Stamper v. Commonwealth
In Stamper v. Commonwealth, 228 Va. 707, 324 S.E.2d 682 (1985), the defendant sought to "introduce psychiatric testimony to prove that he was manic-depressive, in a manic state on the date of the offense, and consequently incapable of forming the intent to distribute, which is a requisite element of the crime with which he was charged." 228 Va. at 715-16, 324 S.E.2d at 687.
The Supreme Court held that in the absence of an insanity defense, the trial court properly excluded the evidence of Stamper's mental state at the time of the offense because it was irrelevant to the issue of guilt. See id. at 717, 324 S.E.2d at 688.
Stamper did not present evidence that he was insane, but attempted to introduce psychiatric testimony that he was manic-depressive and in a depressive state on the date of the offense and, therefore, incapable of forming the requisite intent to distribute.

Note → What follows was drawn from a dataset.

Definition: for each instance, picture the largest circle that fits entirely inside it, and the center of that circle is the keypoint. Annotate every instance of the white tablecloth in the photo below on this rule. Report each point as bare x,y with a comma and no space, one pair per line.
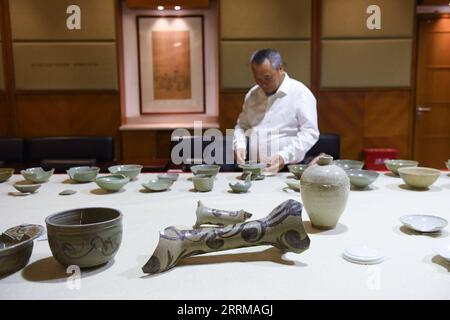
411,269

The trial court refused to consider such evidence. Id. at 716, 324 S.E.2d at 687.
The Supreme Court wrote:
For the purposes of determining criminal responsibility a perpetrator is either legally insane or sane; there is no sliding scale of insanity.
The shifting and subtle gradations of mental illness known to psychiatry are useful only in determining whether the borderline of insanity has been crossed.
Unless an accused contends that he was beyond that borderline when he acted, his mental state is immaterial to the issue of specific intent.
Accordingly, we hold that evidence of a criminal defendant's mental state at the time of the offense is, in the absence of an insanity defense, irrelevant to the issue of guilt. Id. at 717, 324 S.E.2d at 688.